Lecture 16: Respiratory 1 Flashcards
What are the 3 parts that make up the respiratory system?
Conducting airway
Transitional airway
Exchange airway
What are the notable gross and histologic features of the conducting airway?
It is made up of the trachea and bronchi
Containing stratified squamous epithelium along with respiratory epithelium: pseudostratified columnar epithelium with cilia and goblet cells
Contains olfactory epithelium
What are the notable gross and histologic features of the transitional airway?
Made of bronchioles and respiratory bronchioles
There is decreasing amounts of cartilage and there is no cartilage in the bronchioles
They contain club cells: used for detoxification of xenobiotics via oxidases, they make a protective secretion and make surfactant
What are the notable gross and histologic features of the exchange airway?
Alveoli
type 1 pneumocytes are flat and cover 95% of the alveoli. They cannot do cell division
type 2 pneumocytes are found in the same number as type 1 but they only cover 5% of the area.

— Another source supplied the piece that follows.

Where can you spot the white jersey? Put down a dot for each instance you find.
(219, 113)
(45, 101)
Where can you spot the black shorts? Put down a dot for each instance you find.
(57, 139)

They are cuboidal cells and make type 1 pneumocytes and surfactant
Contain alveolar macrophages
Compare and contrast the below features in bronchi and bronchioles:
- cartilage
- glands
- goblet cells
- cilia
- mucociliary apparatus
- club cells
Bronchi have cartilage and bronchioles dont
bronchi have glands and bronchioles dont
bronchi have goblet cells and bronchioles don’t
bronchi have cilia and bronchioles don’t really (losing them)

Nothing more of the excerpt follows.